Both are good. More than good, actually. They show a relatively sophisticated understanding of how AI search tools differ. For example, they distinguish between tools that merely use an LLM to generate Boolean queries, tools that add reranking, tools that combine lexical and semantic retrieval, and tools that orchestrate multi-step agentic searches. That is already a step above treating “AI search” as a single homogeneous category.

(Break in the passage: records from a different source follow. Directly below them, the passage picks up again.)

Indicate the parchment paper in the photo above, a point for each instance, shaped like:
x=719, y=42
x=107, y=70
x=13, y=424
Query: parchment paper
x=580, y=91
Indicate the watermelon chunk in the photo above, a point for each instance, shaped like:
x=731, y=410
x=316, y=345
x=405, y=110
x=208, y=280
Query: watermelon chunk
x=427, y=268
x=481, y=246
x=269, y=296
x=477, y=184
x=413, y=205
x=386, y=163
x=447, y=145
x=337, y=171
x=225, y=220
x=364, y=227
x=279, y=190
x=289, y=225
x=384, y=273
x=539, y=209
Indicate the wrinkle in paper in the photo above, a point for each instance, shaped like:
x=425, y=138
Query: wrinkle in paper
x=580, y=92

Still, no framework is perfect. In this post, I want to suggest three improvements that could make AI search evaluation frameworks, including other existing ones like the REACT (Relevancy, Ease of Use, Assessing DEIA, Currency, Transparency & Accuracy) framework1, more useful for libraries:
Be explicit about whose needs the framework serves.
Treat retrieval capability as a gating criterion, not just one category among many.
Replace some qualitative judgements with lightweight empirical tests.
None of these suggestions are novel in isolation. But I think putting them together would make these frameworks more practical and more honest.
1. Evaluation matrices should be clear about who they are for
One of the hardest issues in designing an evaluation matrix is deciding whose needs matter most.
An undergraduate does not need the same things from an AI search tool as a faculty researcher. An instructor does not necessarily care about the same things as an evidence synthesis librarian. A graduate student doing exploratory research has different priorities from a librarian supporting a systematic review.
For example, reproducibility and interpretability are crucial for evidence synthesis. If you are supporting a systematic review, you need to know what was searched, how it was searched, and whether the same search can be repeated. But for an undergraduate writing an essay on a fairly well-trodden topic, reproducibility may matter much less.
Similarly, an undergraduate may value ease of use, clear explanations, and help finding a few credible sources. A researcher working in an emerging area, where terminology has not yet stabilised, may care much more about retrieval depth and the ability to surface relevant papers that keyword search would miss.
Many evaluation frameworks seem to assume that there can be one universal matrix for AI search tools that apply for every task or user. They assign points to many criteria and then produce an overall score. I think this is usually a mistake.
Without a clearly stated viewpoint, the best case is that the framework becomes too diffuse to be useful. The worst case is that the designer unintentionally overly encodes their own priorities into the scoring system.
For example, a librarian might give substantial weight to features such as adminstrative features like COUNTER statistics support, authentication options, vendor support speed because those are areas they know and need the most. Those matter for procurement and management. But they do not matter much to the actual user trying to find relevant literature.
This is why I like Alfred Wallace’s Evaluating AI Tools for Research matrix. It allows the evaluator to choose a role, such as faculty researcher, graduate student, undergraduate, instructor, or student. The selected role then changes which criteria are treated as priorities or key questions.
I played around and vibe coded my own AI search evaluation framework based on AI-Powered Tool Assessment Framework and AI Rubric - Evaluating AI Tools for Research.
It is not very good currently and needs much more work, but I can show you a screencap below of roughly what I mean.
Figure: My draft role-based framework, vibe-coded based on AI-Powered Tool Assessment Framework and AI Rubric: Evaluating AI Tools for Research. This shows how different roles have different weightings for the same criteria.
For simplicity, I only define three roles: undergraduate, researcher, and librarian. Each criterion falls into one of three levels depending on the role: critical, key, or important. The defaults can be changed.
In my current system, answers to most criteria fall into four bands, with values from 0 to 3. These are weighted more heavily if the criterion is key rather than important. Critical criteria are handled differently as “gates”, which I will discuss below.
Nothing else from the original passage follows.